Ardengo Soffici e Carlo Carrà in collezione Mo.C.A.

La collezione civica Mo.C.A. si amplia con un nucleo di incisioni, litografie e acqueforti, a firma di grandi nomi del Novecento italiano; tra questi, Ardengo Soffici e Carlo Carrà. Le opere acquisite, un’incisione a puntasecca ed una ad acquaforte, saranno apprezzabili nell’ambito di future temporanee in programmazione.

  • Ardengo Soffici

Di origini fiorentine, pittore Accademico d’Italia (1939), critico d’arte di “violenza polemica” e collaboratore de La Voce e del Popolo d’Italia, Ardengo Soffici (1879-1964) è considerato tra i grandi protagonisti della Storia dell’Arte Italiana del secolo Novecento. Sperimentatore di avanguardie dal futurismo al cubismo, ritrattista e paesista, nel corso del soggiorno parigino (1903-1907) apprezza la fugacità dell’immagine impressionista e post-impressionista di Degas e Cézanne che diventano “filtri” attraverso cui rielabora uno stile macchiaiolo; ne nascono capolavori come “Casa Colonica”, “Campi arati” e “Campo con pagliaio” oggi in Galleria Nazionale d’Arte Moderna e Contemporanea di Roma. Per la produzione successiva Soffici adotta, comunque, uno stile caratterizzato da una luminosità ed una freschezza nuove, di orientamento modernista, anticonformista, nazionalista, nostalgicamente toscano alla maniera di Giotto e Masaccio; ne derivano tele strutturate su pennellate, talvolta dense talvolta leggere, che mantengono e miscelano la tradizione pittorica trecentesca e quattrocentesca con influenze macchiaiole, impressioniste e selvaggiamente “fauves”. Soffici si dedica anche alla pratica incisoria, composta per lo più da xilografie, caratterizzata da un tratto veloce frutto di sperimentazione metodologica atta a perseguire gli stessi effetti ottenuti in pittura.
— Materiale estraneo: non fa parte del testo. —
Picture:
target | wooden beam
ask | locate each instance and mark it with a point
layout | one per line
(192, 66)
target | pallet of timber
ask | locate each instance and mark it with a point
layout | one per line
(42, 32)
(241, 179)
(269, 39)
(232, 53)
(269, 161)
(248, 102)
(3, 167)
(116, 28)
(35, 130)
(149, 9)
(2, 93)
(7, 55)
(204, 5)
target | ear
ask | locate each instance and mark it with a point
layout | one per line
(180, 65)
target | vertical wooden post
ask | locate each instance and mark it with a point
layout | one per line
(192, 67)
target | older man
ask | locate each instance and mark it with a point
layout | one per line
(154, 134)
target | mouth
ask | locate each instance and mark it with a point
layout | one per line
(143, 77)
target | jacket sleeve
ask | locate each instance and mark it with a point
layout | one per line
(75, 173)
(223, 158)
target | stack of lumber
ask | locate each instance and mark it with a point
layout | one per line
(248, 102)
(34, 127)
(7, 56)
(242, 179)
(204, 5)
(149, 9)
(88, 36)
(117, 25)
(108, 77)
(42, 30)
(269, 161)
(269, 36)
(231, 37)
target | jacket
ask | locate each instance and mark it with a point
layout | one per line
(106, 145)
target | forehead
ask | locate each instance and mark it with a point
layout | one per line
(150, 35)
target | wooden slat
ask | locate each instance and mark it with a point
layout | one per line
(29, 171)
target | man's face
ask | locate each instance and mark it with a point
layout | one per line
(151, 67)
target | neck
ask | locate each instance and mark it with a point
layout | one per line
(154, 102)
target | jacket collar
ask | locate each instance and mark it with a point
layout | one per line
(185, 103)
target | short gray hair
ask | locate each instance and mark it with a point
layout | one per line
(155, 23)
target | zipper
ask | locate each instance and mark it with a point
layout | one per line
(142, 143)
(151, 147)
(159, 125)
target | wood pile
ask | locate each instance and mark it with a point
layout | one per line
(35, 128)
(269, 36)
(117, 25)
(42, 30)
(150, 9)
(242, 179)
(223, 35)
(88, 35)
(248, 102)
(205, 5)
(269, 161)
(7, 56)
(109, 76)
In foto: Ardengo Soffici, Cinquale, puntasecca formato lastra 21×34, formato foglio 45×65, tiratura 1/30 e 5pda, anno 1963, stampatore Il Bisonte.

  • Carlo Carrà

Protagonista dei movimenti che rivoluzionarono la pittura del primo ventennio del Novecento, scrittore e critico d’arte, pittore e incisore, Carlo Carrà (1881-1966) si oppone all’accademismo e ai dettami ottocenteschi per abbracciare ispirazioni e valori decisamente “primitivi” di rigorosa essenzialità. Tra i firmatari del manifesto futurista (20 febbraio 1909) conosce Picasso, Braque e De Chirico; prende parte alle Biennali veneziane del 1948, 1950 e 1952 nonché a numerose rassegne estere. La produzione artistica rende manifesta l’adozione di una pluralità di stili che si compenetrano l’un l’altro; dai primissimi paesaggi degli anni Venti, caratterizzati da un disegno essenziale (“Case a Belgirate”) di profonda meditazione ed autonomia artistica, a partire dagli anni Quaranta propone immagini “visionarie” popolate di angeli e demoni, creature mitologiche e figure realistiche, immagini di morte e di speranza. Forte degli insegnamenti di Giuseppe Guidi, alla produzione pittorica Carrà affianca anche l’attività incisoria attraverso cui reinterpreta acqueforti e litografie; il segno duro e sintetico, i tratti incrociati in addensamenti di zone d’ombra e continue scomposizioni di sagome fanno dell’artista un professionista innovativo, stilisticamente e concettualmente volto al futurismo con tendenze primitiviste ed inclinazioni al metafisico.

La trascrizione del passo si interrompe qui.